I am with you, Nadège. One of my prized possessions is a framed vintage Art Deco poster of Nice and the French Riviera. It looks spectacular, and towers over the main room in my new apartment. I smile every time I look at it (which is often.) I have always enjoyed creative advertising, “à la Orangina…” Bonne semaine !
Yay that’s me! So excited that I won one of those fabulous books!Looking forward to reading it and of course many more new blog posts.
Félicitations Melissa. Your book will be shipped on Monday!
Bravo ma grande: Ton nouveau blog est super, et je vois qu’il fait l’unanimité; grosses bises à toi et à Junior. Mom
Merci beaucoup Mom. Ravie que le nouveau blog te plaise… et bravo pour le commentaire. Ce site est peut-être plus facile à utiliser que le précédent.
I did not know about the new advertising push this year-I flew air france on my very first trip to france and remember the service well-hot moist towels before landing in the wee hours of the morning-I love advertising posters too– especially vintage ones bravo for you having what sounds like a large one in the main room-this was a very enlightening post and has me dreaming of france as USUAL. Have a wonderful week and must say again LOVE THE NEW LOOK!!
Merci beaucoup my dear g.
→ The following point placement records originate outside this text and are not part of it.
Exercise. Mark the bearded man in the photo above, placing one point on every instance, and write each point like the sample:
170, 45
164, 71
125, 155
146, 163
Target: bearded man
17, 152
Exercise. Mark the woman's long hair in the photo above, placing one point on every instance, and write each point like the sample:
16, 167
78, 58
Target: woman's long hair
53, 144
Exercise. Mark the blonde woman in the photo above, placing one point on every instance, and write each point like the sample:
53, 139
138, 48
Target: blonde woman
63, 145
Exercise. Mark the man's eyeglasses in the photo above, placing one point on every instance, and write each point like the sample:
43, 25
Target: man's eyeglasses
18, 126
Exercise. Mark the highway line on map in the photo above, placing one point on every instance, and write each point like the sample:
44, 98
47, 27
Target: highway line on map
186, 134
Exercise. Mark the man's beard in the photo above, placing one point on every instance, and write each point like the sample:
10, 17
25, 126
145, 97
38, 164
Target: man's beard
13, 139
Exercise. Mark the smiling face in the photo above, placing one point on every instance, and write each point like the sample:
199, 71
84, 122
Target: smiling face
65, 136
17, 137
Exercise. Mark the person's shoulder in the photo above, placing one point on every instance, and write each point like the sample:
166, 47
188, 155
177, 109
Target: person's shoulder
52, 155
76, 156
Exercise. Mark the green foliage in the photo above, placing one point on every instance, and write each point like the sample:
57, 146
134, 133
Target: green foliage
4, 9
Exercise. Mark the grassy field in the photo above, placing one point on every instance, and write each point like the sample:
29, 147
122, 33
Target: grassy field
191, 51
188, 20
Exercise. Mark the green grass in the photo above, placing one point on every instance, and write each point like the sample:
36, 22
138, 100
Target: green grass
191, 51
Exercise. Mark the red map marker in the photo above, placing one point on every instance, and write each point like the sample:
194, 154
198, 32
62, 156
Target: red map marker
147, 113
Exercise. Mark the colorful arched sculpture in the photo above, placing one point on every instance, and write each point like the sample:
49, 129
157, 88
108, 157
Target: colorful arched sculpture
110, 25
I was lucky to be able to fly from Seattle to Paris when they opened the non-stop flight a few years ago. I must say it was an excellent experience. Eventually, Air France’s partner Delta Airlines took over, with mixed results. Dommage. This should be a good week, provided we don’t drown. I am afraid Seattle has entered Monsoon season.
The London one is amusing! Haven’t yet seen these new ads (except here)!
Thank you for stopping by Peter. I wonder if the Queen would approve of the Air France ad? 😉 I hear she has a good sense of humor. I have seen versions of the main 6 visuals in American publications (Travel and Leisure as I recall.) What a fun and creative campaign! Bonne semaine à Paris.
I like your new blog site, excellent work by you and Daria. Interesting posters by Air France. I really like the first one over Versailles, tres bon! Hope there is a flight in my future, smile.
Merci Cherie, and I hope there is a flight in BOTH our futures! 🙂 Bonne semaine !
En France, “Air France” a plutôt la réputation d’être une compagnie chère et snob, surtout utilisée par des étrangers fortunés. Cette campagne publicitaire risque de conforter cette opinion (sauf pour Londres !). Malgré cela elle reste, pour les français, un élément de fierté, même si bien peu d’entre eux ont les moyens de se payer un aller retour Paris-New-York en 1° classe. (12 000 Euros selon “Le Point”)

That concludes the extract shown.